Comme on pouvait s'y attendre et comme nous en faisions déjà mention dans nos colonnes il y a quelques semaines, l'immobilier français connaît ses premières phases de crise.
Dans le logement neuf, la crise se poursuit avec une nouvelle plongée jugée préoccupante par les professionnel du marché. En effet, selon le Ministère du Logement, les mises en chantier ont chuté de 19,8% pour la période allant de mars à mai 2012 comparé à la même période l'année dernière. Les chiffres du mois dernier étaient eux-mêmes peu brillant avec une chute encore plus importante à 22.5%. De même, en chiffres bruts, le nombre de mises en chantier de logements neufs tombe à 72.020, alors que le mois dernier, il s'établissait à 76.215 unités.
Concernant le nombre de permis de construire, il continue à s'affaisser de 2,7% (contre 2,0% le mois dernier) et représente désormais en cumul 102.690 logements (contre 101.945 il y a un mois). Cette dégringolade inquiète les professionnels du secteur. Leurs déclarations ne laissent aucun doute :
"La chute continue et elle est peut-être en train de s'interrompre. Mais sur un niveau de construction particulièrement préoccupant"
Michel Mouillart, professeur d'économie et spécialisé dans l'immobilier
"Il s'agit d'une tendance très préoccupante pour le logement neuf en France"
François Payelle, président de la Fédération des Promoteurs Immobiliers (FPI)
Du côté des ventes et toujours dans le neuf, les chiffres du Ministère publiés fin mai ne sont pas franchement plus réjouissants puisqu'ils accusent une chute de 14,4%. Selon M. Mouillart, les niveaux observés sur les cinq premiers mois de l'année n'ont jamais été aussi bas depuis 1986. Il révise d'ailleurs à la baisse sa prévision de mises en chantier de logements neufs pour 2012 et n'en attend plus que 300 à 310 milliers, contre 320 à 340 précédemment.
Les causes de cet effondrement sont multiples et pour le moment, les professionnels isolent notamment la suppression du prêt à taux zéro (PTZ+) et la fin du dispositif Scellier (au plus tard ce 31 décembre) dans l'ancien et dans l'investissement locatif. L'Etat, à court d'argent et aux finances particulièrement fines en ces temps de crise, ne distribue plus de cadeaux ce qui provoque une tension qui aurait dû être réglée depuis au moins 2008. Cette tension accumulée ressurgit donc d'un seul coup en quelques mois.

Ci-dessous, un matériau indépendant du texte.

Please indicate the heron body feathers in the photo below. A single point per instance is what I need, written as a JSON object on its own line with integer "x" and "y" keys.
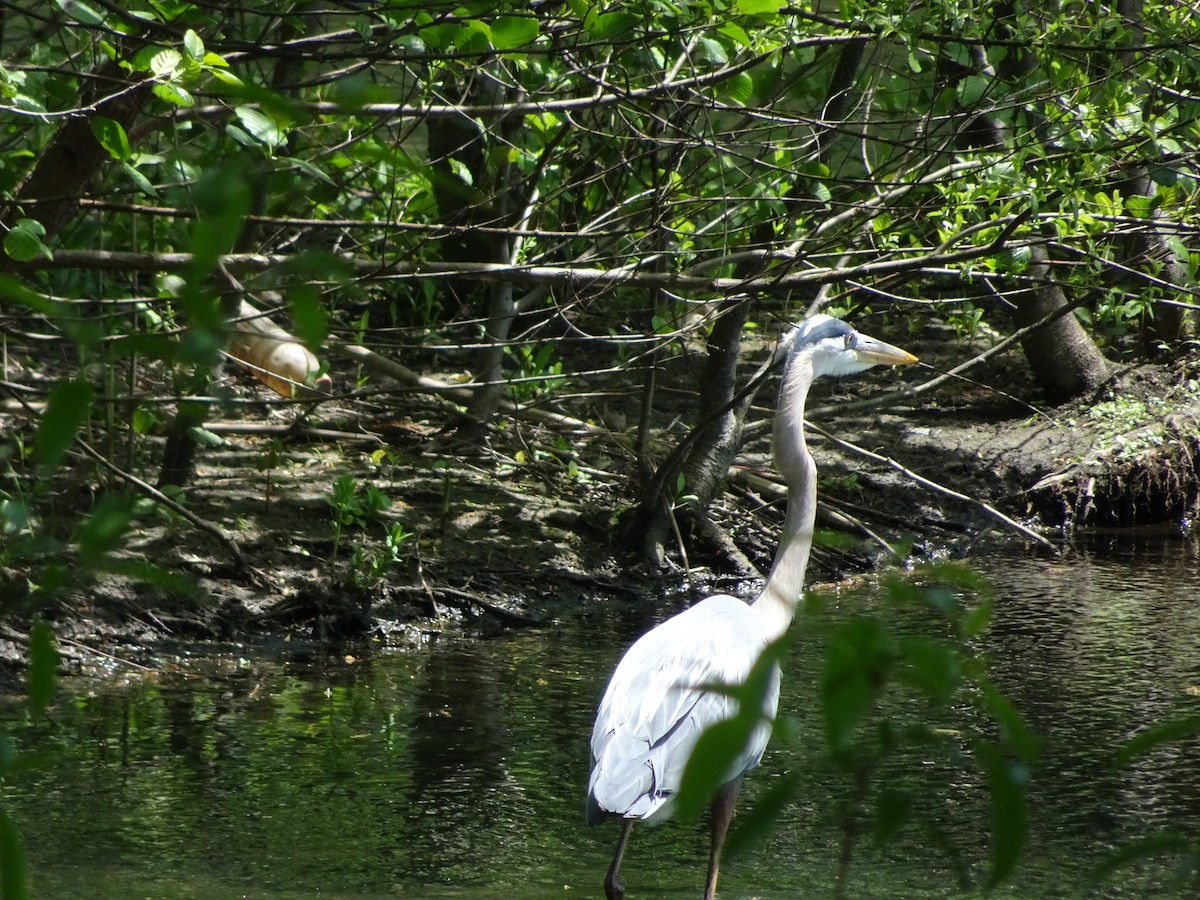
{"x": 660, "y": 700}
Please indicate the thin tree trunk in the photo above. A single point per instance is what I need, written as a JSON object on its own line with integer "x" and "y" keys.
{"x": 1065, "y": 360}
{"x": 73, "y": 157}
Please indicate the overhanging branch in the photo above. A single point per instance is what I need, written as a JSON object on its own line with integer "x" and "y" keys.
{"x": 577, "y": 277}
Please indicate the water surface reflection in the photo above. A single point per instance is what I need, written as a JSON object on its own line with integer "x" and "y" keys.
{"x": 457, "y": 771}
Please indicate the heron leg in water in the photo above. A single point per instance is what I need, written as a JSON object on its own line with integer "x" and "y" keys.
{"x": 723, "y": 813}
{"x": 612, "y": 887}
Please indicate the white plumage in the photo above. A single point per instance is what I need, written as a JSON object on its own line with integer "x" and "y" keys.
{"x": 659, "y": 700}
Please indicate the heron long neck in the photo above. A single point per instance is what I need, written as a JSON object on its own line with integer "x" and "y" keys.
{"x": 777, "y": 603}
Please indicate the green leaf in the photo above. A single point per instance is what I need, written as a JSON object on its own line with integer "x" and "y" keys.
{"x": 111, "y": 136}
{"x": 931, "y": 666}
{"x": 1012, "y": 726}
{"x": 610, "y": 25}
{"x": 1151, "y": 846}
{"x": 708, "y": 767}
{"x": 141, "y": 180}
{"x": 760, "y": 7}
{"x": 309, "y": 169}
{"x": 174, "y": 95}
{"x": 858, "y": 655}
{"x": 105, "y": 528}
{"x": 259, "y": 125}
{"x": 972, "y": 89}
{"x": 66, "y": 411}
{"x": 1151, "y": 738}
{"x": 24, "y": 241}
{"x": 513, "y": 31}
{"x": 43, "y": 667}
{"x": 309, "y": 317}
{"x": 193, "y": 46}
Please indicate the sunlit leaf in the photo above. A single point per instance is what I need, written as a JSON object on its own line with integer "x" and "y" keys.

De plus, ces restrictions budgétaires et des collectivités locales financièrement à sec entraînent mécaniquement un recul des constructions sociales, ce qui assombrit encore un peu plus le tableau général des mises en chantiers. Si l'on se rappelle que la ministre du Logement, Cécile Duflot, s'est décidé à bloquer par décret les loyers à la relocation, on comprend que le message général envoyé aux investisseurs dans le logement est particulièrement négatif, ces derniers misant avant tout sur la progressivité possible des revenus issus des loyers. Cette possibilité s'évaporant, les investissements correspondants s'évaporent aussi.
Enfin, même si le gouvernement envisage de doubler le plafond d'épargne du Livret A, M. Mouillart pense que "ce n'est pas avec cela qu'on va enrayer le recul de la construction locative sociale". Quoi qu'il arrive, on peut d'ores et déjà s'attendre aux cris et grincements de dents de tout un secteur qui réclame déjà des aides et interventions massives de l’État, pour faire perdurer la situation pourtant explosive qui aura vu les prix de l'immobilier augmenter de plus de 140% en dix ans.